Die Zielscheibe der heimischen Fiskalpolitik ist viel mehr Deutschland, was sich schon allein daran zeigt, dass Österreich in großen Inseraten im Economist und anderen Medien mit seinen Steuervorteilen gegenüber dem großen Nachbarn wirbt. Vom Geist von Córdoba beseelt lassen Wolfgang Schüssel und Karl- Heinz Grasser kaum eine Gelegenheit aus, um die bessere Wirtschaftslage und die Standortvorteile des "besseren Deutschlands" hervorzustreichen. Und tatsächlich sieht sich die Regierung Schröder bereits gezwungen, mit einer eigenen KöSt-Senkung nachzuziehen.

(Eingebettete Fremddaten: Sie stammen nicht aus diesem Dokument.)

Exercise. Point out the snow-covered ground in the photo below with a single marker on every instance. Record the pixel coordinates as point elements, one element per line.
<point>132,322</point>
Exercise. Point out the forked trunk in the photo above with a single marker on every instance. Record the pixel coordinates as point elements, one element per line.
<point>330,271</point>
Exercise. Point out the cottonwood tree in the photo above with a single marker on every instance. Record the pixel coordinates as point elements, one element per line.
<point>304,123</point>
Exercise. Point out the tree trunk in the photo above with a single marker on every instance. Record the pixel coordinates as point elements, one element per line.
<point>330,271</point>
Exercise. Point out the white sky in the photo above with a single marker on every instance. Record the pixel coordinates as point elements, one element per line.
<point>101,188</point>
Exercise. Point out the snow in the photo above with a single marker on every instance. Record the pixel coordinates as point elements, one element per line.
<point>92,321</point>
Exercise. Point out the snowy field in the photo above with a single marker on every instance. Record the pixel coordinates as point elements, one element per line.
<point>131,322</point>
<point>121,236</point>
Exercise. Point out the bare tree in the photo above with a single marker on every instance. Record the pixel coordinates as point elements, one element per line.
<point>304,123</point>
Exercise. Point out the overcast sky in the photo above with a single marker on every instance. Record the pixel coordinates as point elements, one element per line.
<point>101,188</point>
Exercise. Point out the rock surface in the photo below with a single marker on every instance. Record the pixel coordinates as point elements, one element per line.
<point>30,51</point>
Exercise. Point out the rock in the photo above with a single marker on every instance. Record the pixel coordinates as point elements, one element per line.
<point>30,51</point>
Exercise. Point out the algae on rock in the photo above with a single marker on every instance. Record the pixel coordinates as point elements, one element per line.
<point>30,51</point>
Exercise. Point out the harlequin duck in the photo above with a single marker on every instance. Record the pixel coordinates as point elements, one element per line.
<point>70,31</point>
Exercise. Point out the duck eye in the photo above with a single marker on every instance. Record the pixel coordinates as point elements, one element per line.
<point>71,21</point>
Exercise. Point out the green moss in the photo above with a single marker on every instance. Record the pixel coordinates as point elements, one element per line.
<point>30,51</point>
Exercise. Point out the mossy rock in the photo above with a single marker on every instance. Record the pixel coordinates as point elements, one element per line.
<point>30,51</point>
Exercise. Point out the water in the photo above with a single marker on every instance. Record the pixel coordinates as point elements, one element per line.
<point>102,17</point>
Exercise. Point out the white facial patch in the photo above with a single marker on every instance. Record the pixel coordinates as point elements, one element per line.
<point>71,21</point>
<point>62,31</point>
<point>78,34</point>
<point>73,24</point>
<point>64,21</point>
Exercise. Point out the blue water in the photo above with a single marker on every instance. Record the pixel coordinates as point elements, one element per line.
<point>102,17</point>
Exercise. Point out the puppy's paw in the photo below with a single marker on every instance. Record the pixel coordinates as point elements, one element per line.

Das ist genau jener sinnlose Steuerwettbewerb, der die Konzerne erfreut, die Staatskassen leert und die EU-Kommission ärgert. Wäre Sandoz tatsächlich in Wien geblieben, nur weil sich der Pharmariese dadurch Steuern spart, dann hätte das Europas Wirtschaft insgesamt geschadet. Es wäre ein schaler Triumph für die Wiener gewesen. Doch auch die Entscheidung für München wird von zweifelhaften Praktiken überschattet. Wenn sich das kleine Holzkirchen zum "Monaco Oberbayerns" erklärt und seine Gewerbesteuer um 30 Prozent senkt, dann ist das nicht eine großzügige Geste gegenüber einem lieben Investor, sondern eine mögliche Verletzung des EU-Beihilfeverbots. Allgemeine Steuersenkungen sind ein legitimes wirtschaftspolitisches Instrument, doch gezielte Steuerzuckerln an Konzerne führen zu massiven Wettbewerbsverzerrungen und werden daher von Brüssel mit allen Mitteln bekämpft.
Bevor unsere Politiker nun hektisch nachdenken, wie sie es den Deutschen heimzahlen können, wäre es an der Zeit, den Sinn dieser Art des Standortwettbewerbs zu hinterfragen. Sicher, Investoren sind wichtig, vor allem in forschungsintensiven Bereichen. Mit Sandoz und der Absage des Pharmakonzerns Baxter haben die Wiener Pläne für einen Biotech-Cluster einen Rückschlag erlitten. Doch Österreichs Hightech-Zukunft hängt mehr von der Qualität der Universitäten, den Rahmenbedingungen für Forscher und dem Abbau bürokratischer Hindernisse bei Unternehmensgründungen und Personaltransfers ab als von der Gunst einiger internationaler Manager. Wenn diese Dinge in Zukunft besser laufen würden, dann könnte Wien den Verlust der Sandoz- Zentrale leicht verschmerzen.